Pihak Ferry Irawan merespons tuntutan Jaksa Penuntut Umum Pengadilan Kediri Jawa Timur 1 tahun 6 bulan atas kasus dugaan KDRT terhadap Venna Melinda.
"Menurut kami tuntutan dari Jaksa Penuntut Umum Pasal 44 Ayat 1 sudahlah sangat keliru," ujar Kuasa Hukum Ferry Irawan, Agustinus Andre Ciputra dalam channel YouTube Intens Investigasi, dikutip Minggu (7/5/2023).

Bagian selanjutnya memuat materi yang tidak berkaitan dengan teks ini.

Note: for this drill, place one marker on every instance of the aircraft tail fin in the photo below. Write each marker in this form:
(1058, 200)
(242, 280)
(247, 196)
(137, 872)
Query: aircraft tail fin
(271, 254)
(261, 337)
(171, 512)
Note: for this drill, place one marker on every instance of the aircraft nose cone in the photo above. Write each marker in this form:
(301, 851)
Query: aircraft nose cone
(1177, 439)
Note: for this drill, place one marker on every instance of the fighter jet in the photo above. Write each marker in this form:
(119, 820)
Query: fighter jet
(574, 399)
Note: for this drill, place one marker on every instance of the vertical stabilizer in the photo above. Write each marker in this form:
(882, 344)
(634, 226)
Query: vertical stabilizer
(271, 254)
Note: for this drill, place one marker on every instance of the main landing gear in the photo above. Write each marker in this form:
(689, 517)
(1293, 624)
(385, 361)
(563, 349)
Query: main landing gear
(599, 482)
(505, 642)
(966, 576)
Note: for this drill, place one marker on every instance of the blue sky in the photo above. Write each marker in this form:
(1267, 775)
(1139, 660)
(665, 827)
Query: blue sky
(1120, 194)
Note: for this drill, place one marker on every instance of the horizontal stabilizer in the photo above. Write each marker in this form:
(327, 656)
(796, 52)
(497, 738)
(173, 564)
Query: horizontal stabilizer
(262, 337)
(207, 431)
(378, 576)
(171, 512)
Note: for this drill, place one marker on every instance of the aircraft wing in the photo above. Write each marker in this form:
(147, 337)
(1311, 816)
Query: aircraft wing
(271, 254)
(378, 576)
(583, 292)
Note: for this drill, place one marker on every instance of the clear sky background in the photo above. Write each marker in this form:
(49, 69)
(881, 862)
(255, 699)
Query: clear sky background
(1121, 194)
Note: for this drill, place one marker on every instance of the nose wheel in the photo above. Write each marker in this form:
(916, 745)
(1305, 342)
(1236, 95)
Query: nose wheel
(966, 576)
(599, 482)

Dia menuturkan bahwa menurut Ahli Kedokteran Forensik, luka yang dialami saksi pelapor tidak berat.
"Jelas sekali seharusnya Pasal 44 Ayat 4 yang lebih tepat diterapkan," jelasnya.
Namun, pihak Ferry Irawan mengaku belum memikirkan langkah selanjutnya.
"Tim penasehat hukum berharap hakim memberikan keputusan yang seadil-adilnya," ungkapnya.
![Venna Melinda dan Ferry Irawan [(Instagram/ferryirawanreal)]](https://media.suara.com/suara-partners/metro/thumbs/1200x675/2023/03/27/1-foto-venna-melinda-dan-ferry-irawan-instagramferryirawanreal.jpg)
Seperti diketahui, pihak Jaksa Penuntut Umum melalui Yuni Priono telah membacakan tuntutannya kepada Ferry Irawan.
"Jaksa Penuntut Umum yakin bahwa unsur-unsur dakwaan yang telah didakwakan kepada terdakwa, terbukti secara sah dan meyakinkan menurut hukum," katanya.
Dia menambahkan bahwa JPU menuntut setimpal dengan perbuatan terdakwa tuntutannya adalah 1 tahun 6 bulan.
"Yang memberatkan diantaranya adalah terdakwa sudah pernah dihukum kemudian akibat perbuatan terdakwa ini, korban menderita baik secara fisik maupun psikis," bebernya.